And simultaneously, the complementarity of the visible light camera and the near infrared camera is utilized, the feature extraction is carried out on the visible light face picture by utilizing a deep learning algorithm, and finally, the feature extracted by the deep learning model is subjected to hierarchical fusion by utilizing a fusion algorithm, so that the effect of complementary advantages is achieved.
In order to achieve the above purpose, the technical scheme adopted by the invention is as follows:
a multi-mode multi-spliced RGB-D significance target detection method comprises the following steps:
s1, dividing an image into non-overlapping subareas, respectively extracting RGB image color information, depth image Depth information and symmetrical invariant LBP characteristics of each image subarea, and forming a region histogram based on the symmetrical invariant LBP characteristics;
s2, measuring the correlation of RGB image color information, depth image Depth information and region histogram based on class condition mutual information entropy, and utilizing a self-adaptive score fusion algorithm to realize fusion of the RGB image color information, the Depth image Depth information and the region histogram in a score level, so as to obtain the final score of each image subarea;
and S3, detecting the saliency target of the image based on the final score of each image subarea.

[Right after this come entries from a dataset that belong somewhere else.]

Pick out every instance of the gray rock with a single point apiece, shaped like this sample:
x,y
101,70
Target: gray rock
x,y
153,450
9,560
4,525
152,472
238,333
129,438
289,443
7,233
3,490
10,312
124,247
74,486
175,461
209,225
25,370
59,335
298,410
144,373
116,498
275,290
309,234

Further, in the step S1, extraction of RGB image color information, depth image Depth information, and symmetric invariant LBP features of each sub-region is implemented based on a Depth convolution network.
Further, in the step S1, detection of an image uploading target is first implemented based on the dssd_xception_coco model, and then division of image sub-areas is implemented based on a detection result of the target.
Further, each object is configured with an image sub-area, and the remaining background is configured with an image sub-area.
Further, the Dssd_Xreception_coco model adopts a DSSD target detection algorithm, a coco data set is used for pre-training the Xreception neural network, then the model is trained by the previously prepared data set, various parameters in the deep neural network are finely adjusted, and finally a proper detection model for detecting each target in the image is obtained.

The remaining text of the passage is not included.